While the visual UX of a given technological solution may be important, Ting clarified, what people see on the screen “and what they actually experience through the whole transaction” can be complex. For example, critical factors for sellers often include being paid on time, while being able to track their activity across payments.

Plus, Webster noted, people want to complete the entire experience without third parties involved.

Ting further explained that, while many firms strive to keep everything within the organization and avoid outsourcing mission-critical activities to others, at times, that goal can be an impractical one, with the end result leading to at least some reliance on outside partners.

Thus, the conundrum: How do you own the experience when others are in the mix?

Transparency, Ting noted, is key: “It is important to give both buyers and sellers the comfort of knowing that whoever is on the other side has been vetted somehow … that they are not just some arbitrary person or robot.”

When it comes down to it, service quality depends on the quality of the interaction between people and suppliers, and being transparent is vital in ensuring a positive interaction. It’s important, for instance, to be transparent about just how much is being paid in a given transaction, whether there are any currency transaction fees, and to ensure that people or firms know just who it is they’re selling to. The more transparent, the more secure the transaction for all parties involved.
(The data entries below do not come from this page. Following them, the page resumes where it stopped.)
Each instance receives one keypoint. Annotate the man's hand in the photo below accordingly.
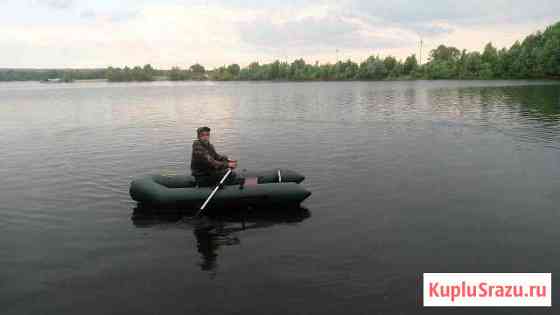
(232, 164)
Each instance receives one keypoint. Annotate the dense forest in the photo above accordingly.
(536, 57)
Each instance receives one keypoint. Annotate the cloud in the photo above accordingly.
(88, 14)
(220, 32)
(56, 4)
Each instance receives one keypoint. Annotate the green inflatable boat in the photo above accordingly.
(272, 188)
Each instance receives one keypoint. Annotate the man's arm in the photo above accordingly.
(217, 156)
(203, 153)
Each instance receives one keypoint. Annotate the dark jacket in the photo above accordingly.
(205, 160)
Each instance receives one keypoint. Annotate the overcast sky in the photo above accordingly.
(165, 33)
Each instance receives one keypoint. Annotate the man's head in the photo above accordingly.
(203, 133)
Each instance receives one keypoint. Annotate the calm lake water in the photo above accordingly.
(407, 177)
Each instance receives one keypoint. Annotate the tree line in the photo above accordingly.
(536, 57)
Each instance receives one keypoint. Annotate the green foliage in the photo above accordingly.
(537, 56)
(146, 73)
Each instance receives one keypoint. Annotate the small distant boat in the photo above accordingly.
(56, 80)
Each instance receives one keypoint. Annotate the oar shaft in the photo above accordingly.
(213, 192)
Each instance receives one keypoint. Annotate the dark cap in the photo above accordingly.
(202, 129)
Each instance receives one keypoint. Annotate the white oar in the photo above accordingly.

One firm that owns the on-demand marketplace experience, according to Ting, is Uber, which has fostered a relationship with its drivers that wrings out maximum efficiency in interactions. The firm, Ting explained, does the hard work by finding the riders, allowing the drivers to focus exclusively on driving and getting paid (and leaving it to Uber to figure out the rules that govern those payments). When the ride is over, riders simply exit the car, and the payment is handled automatically. Talk about efficient, seamless and — hopefully — positive.